Sadar atau tidak sadar, orang tua lah yang mengenalkan kita apa itu traveling pertama kali
Masih jelas terekam di memoriku, saat ayah dan ibuku mengajakku pergi ke berbagai destinasi sewaktu kecil. Dari situ saya kenal Jogja sebagai kota pelajar, saya jadi tahu berbagai wisata desa adat di Bali dan saya tahu indahnya sunset di Pangandaran.
Seiring berjalannya waktu ke waktu, kami semakin bertambah sibuk dengan rutinitas masing-masing. Saya pun menyadari waktu untuk berkumpul dan berlibur menjadi hal langka bagi kami. Terlebih, ketika saya resmi menjadi anak rantau semenjak duduk dibangku perkuliahan.
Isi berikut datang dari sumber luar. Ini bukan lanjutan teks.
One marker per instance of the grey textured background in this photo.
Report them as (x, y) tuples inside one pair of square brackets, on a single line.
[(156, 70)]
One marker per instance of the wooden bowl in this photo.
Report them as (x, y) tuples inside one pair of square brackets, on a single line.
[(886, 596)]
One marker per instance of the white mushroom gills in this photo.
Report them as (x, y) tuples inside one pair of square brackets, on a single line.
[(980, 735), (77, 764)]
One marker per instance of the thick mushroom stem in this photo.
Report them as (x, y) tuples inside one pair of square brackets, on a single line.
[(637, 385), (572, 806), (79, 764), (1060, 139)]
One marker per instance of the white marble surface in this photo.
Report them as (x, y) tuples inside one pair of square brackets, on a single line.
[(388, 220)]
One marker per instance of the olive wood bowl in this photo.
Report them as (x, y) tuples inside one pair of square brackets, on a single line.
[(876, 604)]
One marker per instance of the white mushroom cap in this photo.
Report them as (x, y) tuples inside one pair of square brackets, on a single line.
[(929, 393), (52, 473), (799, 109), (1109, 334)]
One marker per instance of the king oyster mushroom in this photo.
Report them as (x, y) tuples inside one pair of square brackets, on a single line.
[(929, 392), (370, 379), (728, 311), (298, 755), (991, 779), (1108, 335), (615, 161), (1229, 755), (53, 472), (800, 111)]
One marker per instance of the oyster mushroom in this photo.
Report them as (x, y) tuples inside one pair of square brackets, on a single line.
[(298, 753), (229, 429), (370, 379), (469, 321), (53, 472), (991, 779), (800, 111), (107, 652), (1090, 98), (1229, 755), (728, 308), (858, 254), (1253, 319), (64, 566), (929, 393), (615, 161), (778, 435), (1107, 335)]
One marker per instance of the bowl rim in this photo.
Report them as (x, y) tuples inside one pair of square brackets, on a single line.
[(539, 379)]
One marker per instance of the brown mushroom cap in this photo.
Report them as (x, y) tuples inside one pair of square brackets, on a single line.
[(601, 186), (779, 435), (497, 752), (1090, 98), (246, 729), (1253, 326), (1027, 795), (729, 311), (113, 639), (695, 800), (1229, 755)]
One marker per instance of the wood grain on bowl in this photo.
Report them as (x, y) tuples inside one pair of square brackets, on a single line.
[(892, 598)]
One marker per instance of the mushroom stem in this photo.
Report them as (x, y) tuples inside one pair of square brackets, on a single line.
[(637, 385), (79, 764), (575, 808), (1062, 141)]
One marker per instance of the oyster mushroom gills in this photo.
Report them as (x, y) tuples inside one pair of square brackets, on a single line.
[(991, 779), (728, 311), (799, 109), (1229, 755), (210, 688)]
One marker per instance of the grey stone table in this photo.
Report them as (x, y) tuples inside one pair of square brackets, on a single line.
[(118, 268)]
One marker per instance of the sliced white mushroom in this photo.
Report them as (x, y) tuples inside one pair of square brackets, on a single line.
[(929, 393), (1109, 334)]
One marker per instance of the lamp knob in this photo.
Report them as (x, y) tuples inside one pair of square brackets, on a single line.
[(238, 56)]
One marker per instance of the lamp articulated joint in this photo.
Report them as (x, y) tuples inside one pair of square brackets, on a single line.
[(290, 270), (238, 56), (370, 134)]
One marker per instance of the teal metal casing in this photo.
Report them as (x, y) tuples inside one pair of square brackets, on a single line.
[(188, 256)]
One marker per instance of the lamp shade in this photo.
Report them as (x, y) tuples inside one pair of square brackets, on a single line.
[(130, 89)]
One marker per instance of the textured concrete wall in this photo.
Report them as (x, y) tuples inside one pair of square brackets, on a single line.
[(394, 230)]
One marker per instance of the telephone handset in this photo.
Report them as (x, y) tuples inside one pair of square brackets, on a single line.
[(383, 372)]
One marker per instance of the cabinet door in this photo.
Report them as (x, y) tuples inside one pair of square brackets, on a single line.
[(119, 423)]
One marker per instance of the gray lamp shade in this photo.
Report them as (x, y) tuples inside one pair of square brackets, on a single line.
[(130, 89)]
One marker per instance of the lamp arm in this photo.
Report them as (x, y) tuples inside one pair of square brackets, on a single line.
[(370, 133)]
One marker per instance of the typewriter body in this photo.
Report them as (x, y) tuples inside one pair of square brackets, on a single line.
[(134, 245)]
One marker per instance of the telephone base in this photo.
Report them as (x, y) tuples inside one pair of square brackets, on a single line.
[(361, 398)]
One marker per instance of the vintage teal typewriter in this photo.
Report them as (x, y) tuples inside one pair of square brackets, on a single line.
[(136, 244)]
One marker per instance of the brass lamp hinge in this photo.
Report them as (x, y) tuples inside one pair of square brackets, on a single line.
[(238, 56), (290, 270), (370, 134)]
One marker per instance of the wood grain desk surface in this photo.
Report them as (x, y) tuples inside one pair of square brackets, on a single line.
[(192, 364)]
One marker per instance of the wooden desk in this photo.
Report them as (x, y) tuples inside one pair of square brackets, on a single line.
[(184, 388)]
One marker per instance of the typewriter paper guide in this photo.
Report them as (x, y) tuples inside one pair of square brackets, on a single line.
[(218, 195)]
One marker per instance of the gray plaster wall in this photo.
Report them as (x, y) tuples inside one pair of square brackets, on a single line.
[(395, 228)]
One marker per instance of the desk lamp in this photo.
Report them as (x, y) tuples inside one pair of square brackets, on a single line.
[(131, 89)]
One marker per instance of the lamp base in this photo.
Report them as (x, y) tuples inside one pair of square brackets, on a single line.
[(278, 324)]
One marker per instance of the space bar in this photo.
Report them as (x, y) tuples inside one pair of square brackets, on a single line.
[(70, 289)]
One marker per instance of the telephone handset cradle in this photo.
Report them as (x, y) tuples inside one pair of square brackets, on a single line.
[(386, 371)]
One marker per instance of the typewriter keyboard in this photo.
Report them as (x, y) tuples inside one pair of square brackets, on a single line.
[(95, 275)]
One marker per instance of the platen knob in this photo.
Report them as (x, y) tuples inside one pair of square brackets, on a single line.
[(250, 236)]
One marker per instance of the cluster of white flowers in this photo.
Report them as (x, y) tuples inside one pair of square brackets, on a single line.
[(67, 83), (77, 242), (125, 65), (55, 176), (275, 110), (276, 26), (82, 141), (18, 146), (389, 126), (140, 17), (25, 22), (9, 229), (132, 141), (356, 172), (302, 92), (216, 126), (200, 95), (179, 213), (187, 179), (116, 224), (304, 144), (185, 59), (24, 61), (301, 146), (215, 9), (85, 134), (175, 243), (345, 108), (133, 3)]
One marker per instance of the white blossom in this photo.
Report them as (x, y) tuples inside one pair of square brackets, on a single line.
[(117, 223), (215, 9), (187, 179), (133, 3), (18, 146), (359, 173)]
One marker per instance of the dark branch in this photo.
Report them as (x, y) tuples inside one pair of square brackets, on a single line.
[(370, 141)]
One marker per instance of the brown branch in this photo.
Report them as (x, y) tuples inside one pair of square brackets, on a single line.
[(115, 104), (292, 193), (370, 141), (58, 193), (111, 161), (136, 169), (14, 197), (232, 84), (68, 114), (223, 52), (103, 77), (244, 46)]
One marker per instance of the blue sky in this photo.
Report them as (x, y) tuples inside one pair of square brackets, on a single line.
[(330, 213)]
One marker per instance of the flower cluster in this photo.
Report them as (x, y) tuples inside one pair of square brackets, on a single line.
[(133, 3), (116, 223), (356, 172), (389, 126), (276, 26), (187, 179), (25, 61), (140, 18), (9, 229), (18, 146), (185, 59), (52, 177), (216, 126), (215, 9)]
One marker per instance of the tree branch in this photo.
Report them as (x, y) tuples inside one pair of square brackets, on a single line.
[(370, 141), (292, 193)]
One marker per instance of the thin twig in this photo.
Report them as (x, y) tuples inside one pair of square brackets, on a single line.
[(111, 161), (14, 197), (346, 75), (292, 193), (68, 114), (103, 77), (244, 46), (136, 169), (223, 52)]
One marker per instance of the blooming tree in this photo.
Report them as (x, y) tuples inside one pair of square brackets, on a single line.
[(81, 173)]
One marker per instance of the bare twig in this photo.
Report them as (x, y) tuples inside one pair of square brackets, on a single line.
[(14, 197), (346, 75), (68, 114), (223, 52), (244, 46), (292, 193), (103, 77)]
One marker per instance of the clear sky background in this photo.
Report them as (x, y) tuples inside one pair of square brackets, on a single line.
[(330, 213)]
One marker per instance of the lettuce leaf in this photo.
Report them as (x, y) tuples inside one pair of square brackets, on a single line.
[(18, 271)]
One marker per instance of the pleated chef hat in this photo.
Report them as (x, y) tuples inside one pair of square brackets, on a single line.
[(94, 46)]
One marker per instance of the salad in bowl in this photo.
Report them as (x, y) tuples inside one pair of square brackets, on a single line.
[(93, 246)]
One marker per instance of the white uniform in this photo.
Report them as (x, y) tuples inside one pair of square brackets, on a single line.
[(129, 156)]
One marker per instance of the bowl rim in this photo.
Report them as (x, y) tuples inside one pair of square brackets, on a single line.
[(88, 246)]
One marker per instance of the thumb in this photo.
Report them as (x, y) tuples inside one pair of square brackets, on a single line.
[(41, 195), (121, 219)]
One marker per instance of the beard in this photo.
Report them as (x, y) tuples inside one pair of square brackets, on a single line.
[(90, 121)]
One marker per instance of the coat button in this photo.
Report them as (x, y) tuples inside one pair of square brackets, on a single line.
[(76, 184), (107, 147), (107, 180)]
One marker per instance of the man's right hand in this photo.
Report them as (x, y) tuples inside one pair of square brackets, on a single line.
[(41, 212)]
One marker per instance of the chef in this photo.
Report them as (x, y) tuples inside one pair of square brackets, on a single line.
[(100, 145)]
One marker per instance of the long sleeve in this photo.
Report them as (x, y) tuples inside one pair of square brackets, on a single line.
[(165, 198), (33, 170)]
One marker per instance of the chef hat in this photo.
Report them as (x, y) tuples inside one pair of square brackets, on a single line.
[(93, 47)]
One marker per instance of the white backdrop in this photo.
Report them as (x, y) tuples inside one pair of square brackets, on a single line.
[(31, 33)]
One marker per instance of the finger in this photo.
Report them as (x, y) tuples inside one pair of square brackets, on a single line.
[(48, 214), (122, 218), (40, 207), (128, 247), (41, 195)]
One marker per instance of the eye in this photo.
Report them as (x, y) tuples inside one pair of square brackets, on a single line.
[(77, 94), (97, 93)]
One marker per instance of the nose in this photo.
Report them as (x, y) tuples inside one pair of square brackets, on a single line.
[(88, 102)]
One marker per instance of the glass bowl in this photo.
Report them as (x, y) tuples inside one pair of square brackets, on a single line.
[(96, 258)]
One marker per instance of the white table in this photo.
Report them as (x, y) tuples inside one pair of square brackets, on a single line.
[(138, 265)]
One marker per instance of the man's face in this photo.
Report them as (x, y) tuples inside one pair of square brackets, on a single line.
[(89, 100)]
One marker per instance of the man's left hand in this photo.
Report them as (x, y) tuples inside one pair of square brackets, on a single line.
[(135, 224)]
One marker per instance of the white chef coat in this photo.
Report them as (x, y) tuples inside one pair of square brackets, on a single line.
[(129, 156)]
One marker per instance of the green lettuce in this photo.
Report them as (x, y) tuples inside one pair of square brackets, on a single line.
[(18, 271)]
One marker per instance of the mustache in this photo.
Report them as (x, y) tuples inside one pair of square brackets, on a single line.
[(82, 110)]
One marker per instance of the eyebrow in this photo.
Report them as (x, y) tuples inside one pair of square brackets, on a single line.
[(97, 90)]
Alhasil, intensitas bertemu dengan ibu semakin jarang pula.
Selama ibu sehat, saya pikir inilah waktu yang tepat untuk berpetualang bersamanya. Kapan lagi menghabiskan waktu liburan dengan berpetualang bersama. Ada berbagai alasan di benak saya mengapa sesekali kita harus menjadikan orang tua sebagai teman perjalanan.
1. Travelmate yang Anti-Mainstream
Traveling yang anti-mainstream tidak hanya berbicara soal destinasi baru dan cara baru untuk menuju destinasi tersebut. Partner yang tidak biasa bisa menambah warna petualangan.
Pacar dan teman adalah travelmate yang sudah sangat mainstream. Apabila biasanya saya terbiasa bergerak cepat, lari kesana-kesini untuk mengejar angkutan, dan berdesak-desakan, sekarang dengan travelmate seorang ibu, otomatis kebiasaan itu akan dihilangkan pula. Kami lebih santai dalam menikmati pemandangan hutan dan ratusan kera di Monkey Forest, melakukan yoga di sanggar milik salah satu warga di Ubud, dan berkeliling melihat-lihat pura bersejarah dengan sepeda ontel sewaan.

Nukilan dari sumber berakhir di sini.